Write a program that will count how many unique tours Betsy can take in going from Farm to Market.

The title input

The input contains several test cases.

The first line of each test case contain two integer numbers n,m, denoting the number of rows and columns of the farm.

The following n lines each contains m characters, describe the farm. A ‘#’ means a blocked square, a ‘.’ means a unblocked square.

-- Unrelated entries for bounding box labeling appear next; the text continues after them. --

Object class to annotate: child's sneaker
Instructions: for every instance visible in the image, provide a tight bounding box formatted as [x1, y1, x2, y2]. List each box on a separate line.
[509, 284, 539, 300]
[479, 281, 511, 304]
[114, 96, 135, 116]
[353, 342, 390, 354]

The last test case is followed by two zeros.

The title output

For each test case output the answer on a single line.

The sample input

2 2.. . # 2, 3,.. . 3, 4,... . . 0 0

Sample output

1
1
4

The sample explain

3, 4,... . .

This sample set has four paths:! [] (img – blog. Csdnimg. Cn/img_convert… =100×100)! [] (img – blog. Csdnimg. Cn/img_convert… =100×100)! [] (img – blog. Csdnimg. Cn/img_convert… =100×100)! [] (img – blog. Csdnimg. Cn/img_convert… =100×100)

Their thinking

This problem is the template problem for plug DP. Plug DP generally has three recursion modes:

  • I’m going to do it grid by grid
  • Recursive line by line
  • Per column recursion

I looked at the problem solutions on the Internet, most of them are grid by grid recursion, and use too many optimization techniques, I feel that these problem solutions are not very friendly to beginners. Therefore, this article uses line-by-line recursion and does not use arcane optimizations to help you understand.

Of course, if you want a more detailed, comprehensive, rigorous, scientific explanation, you can read itIOI national Training team member Danqi ChenDynamic Programming Problem based on Connectivity State Compression. How to download the paper is attached at the end of the paper.

You need some knowledge before you study:

  • Hamilton path
  • Check and set
  • State of compression

So let’s talk a little bit about these three points.

Hamilton path

The Hamilton path is a concept in graph theory.

Let G=(V,E)G=(V,E)G=(V,E) G=(V,E)G=(V,E) is a graph. If a path in GGG passes through each vertex only once, it is called a Hamilton path.

In this case, we can think of each ‘.’ as a node of GGG, with an edge between two adjacent ‘.’ corresponding nodes.

So the question becomes, in graph GGG, how many Hamilton paths are there that start at the corresponding node in the lower left and end at the corresponding node in the lower right.

For example, the following set of inputs,

3 3 #.. . . #.

The following graph GGG,! [] (img – blog. Csdnimg. Cn/img_convert… =200×200)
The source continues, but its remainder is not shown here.